Cuando analizamos arquetipos de líderes, solemos hablar frecuentemente del tirano, el visionario o el novato, por nombrar algunos de ellos.
Pero hay uno de ellos mucho menos frecuente y menos explorado. Es un arquetipo fascinante y contradictorio que, de tanto en tanto, tengo el placer de encontrarme en procesos de coaching ejecutivo. No soy consciente de que tenga un nombre como tal, es por ello por lo que yo lo identifico como el gigante dormido.
Este arquetipo es peligroso porque, desde fuera, a simple vista, da la impresión de que no tiene problema alguno. Sus resultados son excelentes y tiene un equipo que lo adora. Pero algo dentro de él le impide saborear y disfrutar de su éxito; opera con un sistema operativo que está obsoleto y, sin que se dé cuenta, actúa en su contra.
Yo lo suelo identificar en base a los siguientes rasgos definitorios:
Rasgo 1: El visionario miope
Por un lado, es capaz de ver el futuro de la empresa con claridad cristalina, pero es casi ciego en lo referente a su propia grandeza. Los demás ven en él un líder de alto impacto (Top 10%) que logra resultados extraordinarios. Pero siente que: “Solo estoy sobreviviendo. Simplemente hago lo que se espera de mí. Hago lo justo para no hundirnos».
Normalmente, lo que ocurre es que tiene un «Juez Interno» tan severo que cualquier logro que no sea perfecto le parece lo normal, lo que se espera de él. En algunas ocasiones llega al extremo de “vivir con miedo a ser descubierto” como un fraude, sin saber que ya es la referencia para otros.
Rasgo 2: El ayudador solitario
Este es para mí el rasgo más confuso. Cuando observamos al líder, vemos que es cálido, cercano, mentoriza a su equipo y cuida de su gente. La impresión que causa es la del líder más cercano del mundo. Pero cuando profundizamos un poco, empezamos a ver que igual las cosas no son lo que parecen: deja que se le acerquen, pero no suele dejar entrar.
Una analogía que me viene a la mente sería la de un médico en una zona de guerra: cura a todos, pero no deja que nadie vea sus heridas. A veces lo que les ocurre a estos líderes es que usan la «ayuda» como un escudo. Mantienen una distancia emocional segura. Si siempre están ocupados cuidando del equipo, no tienen que mostrar que ellos también tienen dudas o miedos.
Rasgo 3: El Pacificador agotado (Su fuga de energía)
Este arquetipo de líder paga un impuesto invisible: el de la complacencia. Este impuesto le lleva a gastar una cantidad inmensa de energía asegurándose de caer bien, de no incomodar, preservar la armonía y evitar conflictos.

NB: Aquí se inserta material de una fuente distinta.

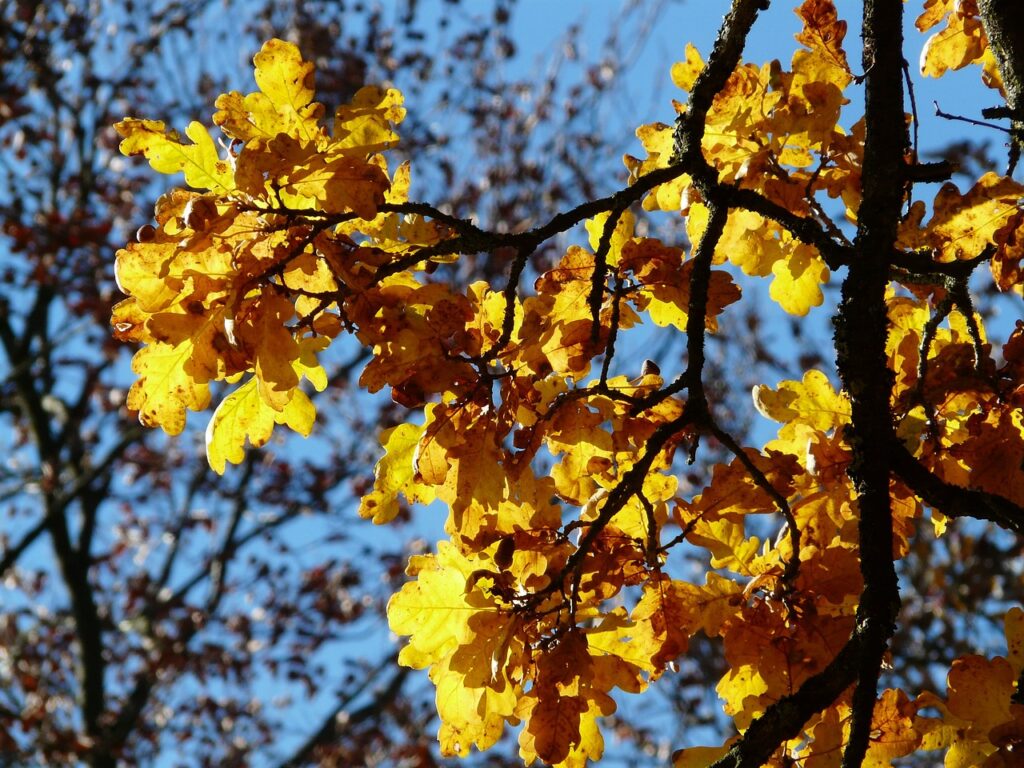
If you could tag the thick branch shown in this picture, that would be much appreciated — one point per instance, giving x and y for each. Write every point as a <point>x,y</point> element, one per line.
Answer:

Pero la realidad es que su entorno/equipo no le está pidiendo esto. De hecho, seguro que valorarían más su franqueza que su amabilidad excesiva. Lo peor que le puede ocurrir es que, al querer tener a todos contentos, acabe diluyendo su propia voz. Su autenticidad se queda contenida por miedo a romper la armonía.
Si te identificas con este arquetipo, la solución no es trabajar más horas, ni hacer más cursos o aprender más modelos. Tu trabajo es interno:
- Acepta que tu percepción de «insuficiente» es una mentira de tu mente, no una realidad.

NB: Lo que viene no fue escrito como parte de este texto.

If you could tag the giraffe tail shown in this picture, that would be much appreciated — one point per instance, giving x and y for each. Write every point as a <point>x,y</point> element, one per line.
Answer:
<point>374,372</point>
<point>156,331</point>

- La próxima vez que sientas duda, compártela con tu equipo. La vulnerabilidad no te hará débil; te hará humano y confiable.
- Deja de pagar el impuesto de la complacencia. Tu equipo necesita tu verdad, no tu amabilidad constante.
El Gigante despierta el día que decide que ya no necesita demostrar nada, y empieza simplemente a ser.